6. The scene that undoubtedly shook me was when Jude was drugged with Faerie fruit. In real life, someone drugged by a group of people and made to do inappropriate things, and then to develop romantic feelings for their perpetrators, is seen as horrific. But in a fantasy world, no one cares or notices this.

Overall, despite my interest in the storyline, I was unhappy that the abuse was normalised and that as a reader, we were meant to find Jude’s and Cardan’s relationship reasonable. Abuse is never okay and unfortunately, this book left a sour taste in my mouth.

The Wood by Chelsea Bobulski

Genre: YA Fantasy

Rating: 4.5/5 stars

Why hasn’t this book received more attention?!?!?

The Wood by Chelsea Bobukski completely shattered by expectations of it. I hadn’t seen it around anywhere except for Goodreads, but was so surprised at how enjoyable it was to read.

The story follows Winter, a teenager who lives as the sole guardian of the wood near her house after her father goes missing. The wood is like no other, as there are portals to other times and dimensions in history throughout it. Its in her blood to stay on the distinct paths and guard the wood from outsiders, with her often steering travellers who accidentally fall through a portal into her wood, back to where they came from. All hell breaks loose when an 18th century man called Henry enters her wood looking for his parents, and a link is established between these two teenagers. Relationships and order are tested, and the Council who control the Woods are brought into the whirlwind of questions…

My highlights:

– I reaaaallly appreciated the dynamic of the world created. Realism meets fantasy is sometimes hard to portray, but I felt it meshed really well in this book. I also loved the personification of the wood when things became sinister. It was a living thing. The shadows became monsters and I loved the imagery of a black tar like substance oozing off the leaves.
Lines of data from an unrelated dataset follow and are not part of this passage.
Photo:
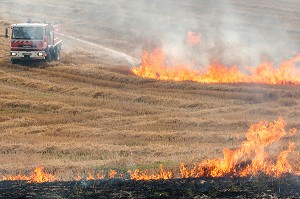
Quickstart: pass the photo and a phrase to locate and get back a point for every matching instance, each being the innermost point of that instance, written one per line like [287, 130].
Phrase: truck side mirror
[6, 33]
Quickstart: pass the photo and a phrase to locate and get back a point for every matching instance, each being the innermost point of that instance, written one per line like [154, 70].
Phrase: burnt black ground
[250, 187]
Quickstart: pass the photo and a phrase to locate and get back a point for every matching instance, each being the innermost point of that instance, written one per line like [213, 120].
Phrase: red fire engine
[35, 41]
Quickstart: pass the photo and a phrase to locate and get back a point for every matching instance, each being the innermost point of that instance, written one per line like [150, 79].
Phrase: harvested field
[90, 113]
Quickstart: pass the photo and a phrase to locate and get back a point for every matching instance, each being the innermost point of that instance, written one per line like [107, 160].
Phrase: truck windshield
[30, 33]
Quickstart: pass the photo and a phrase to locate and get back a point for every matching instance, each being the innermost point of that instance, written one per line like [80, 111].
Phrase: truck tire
[14, 61]
[49, 56]
[57, 55]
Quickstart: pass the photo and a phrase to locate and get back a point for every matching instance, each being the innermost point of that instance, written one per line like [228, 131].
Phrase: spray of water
[131, 60]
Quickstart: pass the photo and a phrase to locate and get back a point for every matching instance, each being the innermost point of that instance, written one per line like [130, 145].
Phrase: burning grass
[258, 155]
[154, 66]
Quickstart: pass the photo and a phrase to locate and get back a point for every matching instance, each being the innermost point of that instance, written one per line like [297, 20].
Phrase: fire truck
[34, 41]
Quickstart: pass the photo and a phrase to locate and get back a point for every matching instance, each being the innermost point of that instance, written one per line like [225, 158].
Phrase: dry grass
[87, 113]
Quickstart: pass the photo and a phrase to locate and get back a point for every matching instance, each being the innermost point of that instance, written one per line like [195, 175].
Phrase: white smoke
[233, 32]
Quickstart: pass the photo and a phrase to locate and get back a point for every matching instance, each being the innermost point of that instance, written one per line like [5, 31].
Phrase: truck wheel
[14, 61]
[57, 55]
[49, 57]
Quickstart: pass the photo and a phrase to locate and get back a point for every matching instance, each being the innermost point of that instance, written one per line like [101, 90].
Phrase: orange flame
[252, 157]
[153, 65]
[193, 38]
[38, 176]
[138, 175]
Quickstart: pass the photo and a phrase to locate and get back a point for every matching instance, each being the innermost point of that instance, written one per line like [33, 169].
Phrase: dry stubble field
[89, 111]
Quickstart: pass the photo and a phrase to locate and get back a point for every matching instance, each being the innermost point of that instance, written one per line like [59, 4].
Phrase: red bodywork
[49, 41]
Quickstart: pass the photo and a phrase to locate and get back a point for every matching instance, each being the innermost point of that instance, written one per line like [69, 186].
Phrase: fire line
[251, 158]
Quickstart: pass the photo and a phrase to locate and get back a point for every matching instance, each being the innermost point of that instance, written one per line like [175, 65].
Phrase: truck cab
[35, 41]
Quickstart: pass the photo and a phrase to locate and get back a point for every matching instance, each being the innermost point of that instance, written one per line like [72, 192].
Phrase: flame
[153, 65]
[193, 38]
[252, 157]
[38, 176]
[162, 175]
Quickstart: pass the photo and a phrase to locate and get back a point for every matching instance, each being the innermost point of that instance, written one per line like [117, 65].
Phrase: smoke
[233, 32]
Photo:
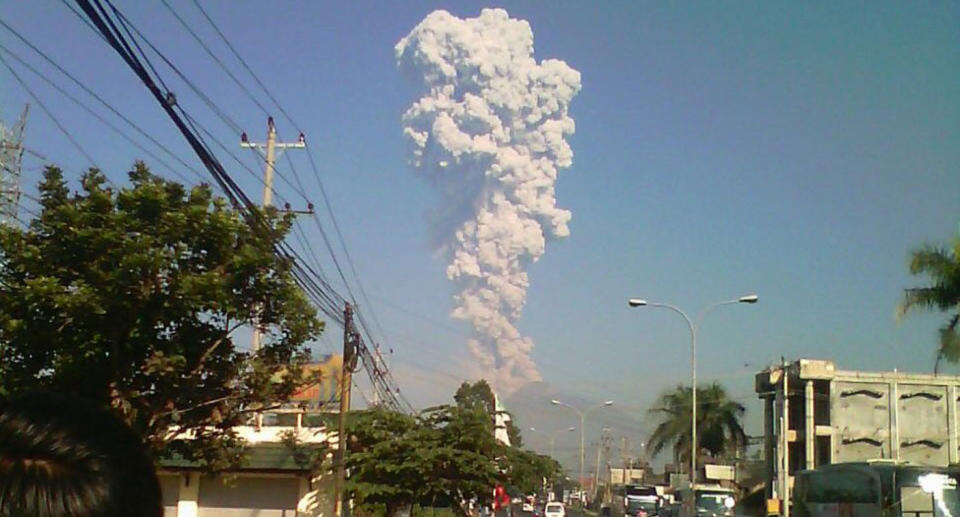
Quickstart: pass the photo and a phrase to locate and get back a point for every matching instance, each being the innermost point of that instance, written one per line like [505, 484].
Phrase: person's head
[63, 456]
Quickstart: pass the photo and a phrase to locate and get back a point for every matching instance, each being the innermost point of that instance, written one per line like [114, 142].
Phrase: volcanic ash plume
[489, 133]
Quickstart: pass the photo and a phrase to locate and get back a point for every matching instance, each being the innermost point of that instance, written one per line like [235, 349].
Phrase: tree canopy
[133, 297]
[719, 428]
[446, 456]
[941, 265]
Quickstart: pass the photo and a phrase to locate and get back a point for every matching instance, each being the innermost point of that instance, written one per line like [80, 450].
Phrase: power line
[310, 155]
[214, 57]
[93, 94]
[379, 377]
[97, 115]
[50, 114]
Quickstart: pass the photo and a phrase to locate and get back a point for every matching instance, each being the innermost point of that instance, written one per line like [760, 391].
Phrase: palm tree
[942, 267]
[718, 422]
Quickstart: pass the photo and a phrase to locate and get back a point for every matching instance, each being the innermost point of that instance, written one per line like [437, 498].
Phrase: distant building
[500, 419]
[273, 481]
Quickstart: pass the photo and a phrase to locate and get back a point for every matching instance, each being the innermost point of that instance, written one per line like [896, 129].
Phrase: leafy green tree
[385, 460]
[942, 267]
[528, 472]
[132, 297]
[719, 427]
[466, 458]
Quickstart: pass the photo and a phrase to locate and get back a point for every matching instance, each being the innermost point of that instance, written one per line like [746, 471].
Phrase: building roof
[259, 458]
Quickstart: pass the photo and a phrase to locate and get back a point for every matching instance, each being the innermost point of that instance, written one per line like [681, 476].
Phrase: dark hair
[62, 456]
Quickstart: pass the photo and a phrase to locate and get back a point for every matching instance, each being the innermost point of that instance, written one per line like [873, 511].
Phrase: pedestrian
[63, 456]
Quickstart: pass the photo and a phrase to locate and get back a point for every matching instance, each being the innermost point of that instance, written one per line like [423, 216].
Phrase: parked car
[554, 510]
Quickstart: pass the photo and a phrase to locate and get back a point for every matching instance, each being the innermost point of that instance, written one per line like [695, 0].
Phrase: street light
[583, 416]
[553, 435]
[639, 302]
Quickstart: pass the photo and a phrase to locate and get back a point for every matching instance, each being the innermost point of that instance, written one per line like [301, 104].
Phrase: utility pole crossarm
[268, 152]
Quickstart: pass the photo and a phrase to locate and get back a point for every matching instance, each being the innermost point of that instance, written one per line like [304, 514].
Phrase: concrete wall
[248, 494]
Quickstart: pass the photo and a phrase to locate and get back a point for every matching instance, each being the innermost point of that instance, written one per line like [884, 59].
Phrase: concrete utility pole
[11, 153]
[602, 447]
[350, 341]
[268, 152]
[785, 410]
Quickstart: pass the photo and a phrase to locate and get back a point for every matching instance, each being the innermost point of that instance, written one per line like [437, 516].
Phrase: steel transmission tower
[11, 152]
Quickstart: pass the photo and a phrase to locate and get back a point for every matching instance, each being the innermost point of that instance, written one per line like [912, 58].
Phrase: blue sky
[798, 151]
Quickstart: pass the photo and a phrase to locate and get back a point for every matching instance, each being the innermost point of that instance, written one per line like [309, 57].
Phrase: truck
[640, 500]
[816, 414]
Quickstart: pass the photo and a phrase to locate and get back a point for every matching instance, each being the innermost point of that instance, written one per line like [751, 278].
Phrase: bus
[706, 500]
[877, 489]
[640, 501]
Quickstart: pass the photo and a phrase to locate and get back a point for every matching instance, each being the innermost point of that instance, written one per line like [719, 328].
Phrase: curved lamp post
[583, 416]
[693, 324]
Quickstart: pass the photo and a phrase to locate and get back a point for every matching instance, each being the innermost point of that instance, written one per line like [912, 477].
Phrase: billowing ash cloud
[489, 133]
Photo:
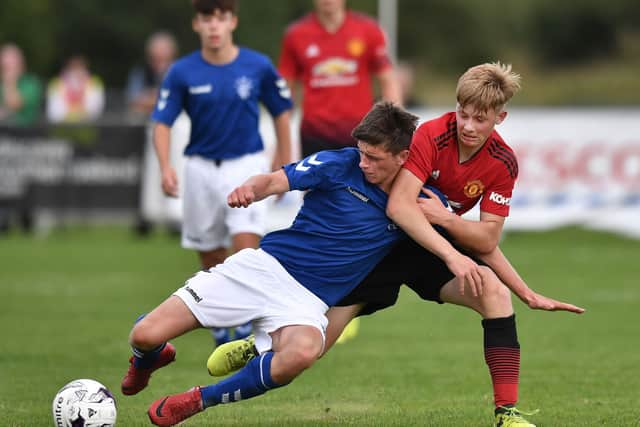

– Winter was a well balanced character. Her grief for her father was managed well, and her wit lightened the book.

– Henry was a joy to read. Obviously unknowledgable in anything modern, I liked reading about him discovering what a TV is, how electricity works and other tidbits of modern society.

– The relationship wasn’t angsty. YA books can be a bit intense but I found this one handled quite maturely. They developed feelings, but were wise to the situation that they wouldn’t really have a solid chance at being together as they were from different time periods. Yes to mature teenagers!

Overall, I was one happy gal with this book. I appreciated the light and dark within the book, and the character dynamic. Pick this one up!